April 14, 2011
Not only does Professor Glenn Lightsey encourage his students to shoot for the stars, but recently, he's landed among the stars himself: within the same week, Lightsey received a university-wide teaching award and a national industry-wide teaching award for his outstanding contributions as a UT aerospace engineering professor.
From the University of Texas at Austin, Lightsey was awarded the 2011-12 William David Blunk Memorial Professorship, "designed to recognize a member of the university faculty who has demonstrated an outstanding record both of undergraduate teaching and of concern for undergraduates as demonstrated through advising and general guidance given to students," according to the university website.
Lightsey's second award, the John Leland Atwood Award of the ASEE Aerospace Division and the American Institute of Aeronautics and Astronautics (AIAA), is bestowed annually on an outstanding aerospace engineering educator whose career demonstrates success as a teacher, a researcher, and a participant in organizations important to aerospace engineering education.
"Both are extremely gratifying and reinforce my belief about the value of education and our purpose here as faculty at the university," Lightsey said. And receiving both in the same week was quite a surprise, he added.
"I don't know what was going on in the sky at that time, but perhaps I should have bought a lottery ticket," Lightsey joked.
But in fact, what was going on in the sky is a big part of why Lightsey is being recognized in the first place. As he continues teaching students here on earth, the satellites his students built in the FASTRAC program have been orbiting since their launch in November. As Lightsey's colleague, Dr. Wallace Fowler, noted in his Atwood Award nomination package for Lightsey, the FASTRAC program and the Texas Spacecraft Lab (TSL) where so many students have gained hands-on experience did not exist until Lightsey pioneered the programs just two years after arriving in 1999 to teach at UT.
"Dr. Lightsey convinced the departmental administration to support initial efforts to get students involved in building mini-satellites," Fowler wrote in the nomination. "The fact that Dr. Lightsey has been able to inspire students sufficiently to enable them to design, fabricate, test, re-build, and deliver space worthy satellites with volunteers is an immense tribute to his talents as an engineering educator."
Similarly, Dr. Philip Varghese, the chair of the Department of Aerospace Engineering & Engineering Mechanics, highlighted Lightsey’s work with nanosatellites in his nomination of Lightsey for the Blunk award.
“Dr.

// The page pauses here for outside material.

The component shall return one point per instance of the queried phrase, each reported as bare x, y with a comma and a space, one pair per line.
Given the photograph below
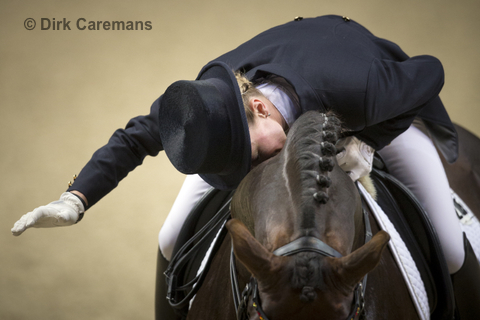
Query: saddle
205, 223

Lightsey is a natural nominee for this award because of his extensive involvement with undergraduate student projects and research and the national prominence he has gained for his efforts to integrate undergraduates into the design and construction of small satellites,” Varghese wrote. “When the satellites were launched into space the undergraduate students had the incredible thrill of knowing that their handiwork was orbiting the earth.”
To Lightsey, who spent 13 years in research and development at NASA before coming to UT, providing students with practical opportunities to practice what they are learning in the classroom let students learn new skills that only experience can teach.

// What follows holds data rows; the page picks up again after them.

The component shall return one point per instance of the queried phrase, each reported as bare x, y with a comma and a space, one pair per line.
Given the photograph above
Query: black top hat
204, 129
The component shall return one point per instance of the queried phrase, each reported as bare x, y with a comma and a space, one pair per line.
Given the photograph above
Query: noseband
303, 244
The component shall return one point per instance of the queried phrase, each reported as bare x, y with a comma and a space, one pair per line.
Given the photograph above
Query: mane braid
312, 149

"I try to give students a sense of where the field is heading and what the future holds for them as future engineers and members of society," he said. "What's important to me is that these are real satellites. These are not like blueprint designs. They're actually flying machines that will be launched into space just as people do at NASA or a major aerospace company. Students get to lead and practice and learn what it's like to work on a flight project before they go into their professional career."
That kind of experience is a core aspect of Lightsey's teaching philosophy.
"I think first you have to be an ambassador for the subject matter that you teach," he said. "You're working with some of the brightest people in the world, and all of these people are going to be future leaders and visionaries for our world. Your job is to inspire them and motivate them and to help them see the value of what you're teaching."
Sebastian Muñoz, a graduate student and the FASTRAC project manager, emphasized just how valuable this teaching philosophy is for Lightsey's students.
"Throughout all the years that I have known Dr. Lightsey, he has always been a huge advocate for students getting involved in extramural activities to learn real life engineering," Muñoz said. He added that Lightsey's role as an adviser and mentor encourages students to pursue whatever research area interests them most.
"He has always provided great guidance and support all while pushing me to do my best and having my best interest at heart," Muñoz said. "I have always felt that his door is always open to discuss anything, such as advice about taking a one class over another or sitting down and figuring out how to resolve a problem we have encountered with one of our projects in the TSL."
That kind of trouble-shooting is essential to students' learning, Lightsey said.
"I try to challenge students to think for themselves," Lightsey said. "The difference between a good engineer and a great engineer is not so much the technical expertise in their area of study. It is how they manage the bigger picture items, how they work with others, how they are able to translate a requirement into an engineering design and how they're able to follow through and build and test and ultimately put their invention into practice."
Indeed, it's that dedication to student learning and the field of engineering that inspired Fowler to nominate Lightsey.
"Overall, Glenn Lightsey is perhaps the most innovative, dedicated, talented, and resourceful aerospace engineering educator active in America today," Fowler wrote. "His efforts are having more positive impact on our students, curriculum, and faculty than anything that has happened in at least the past 20 years."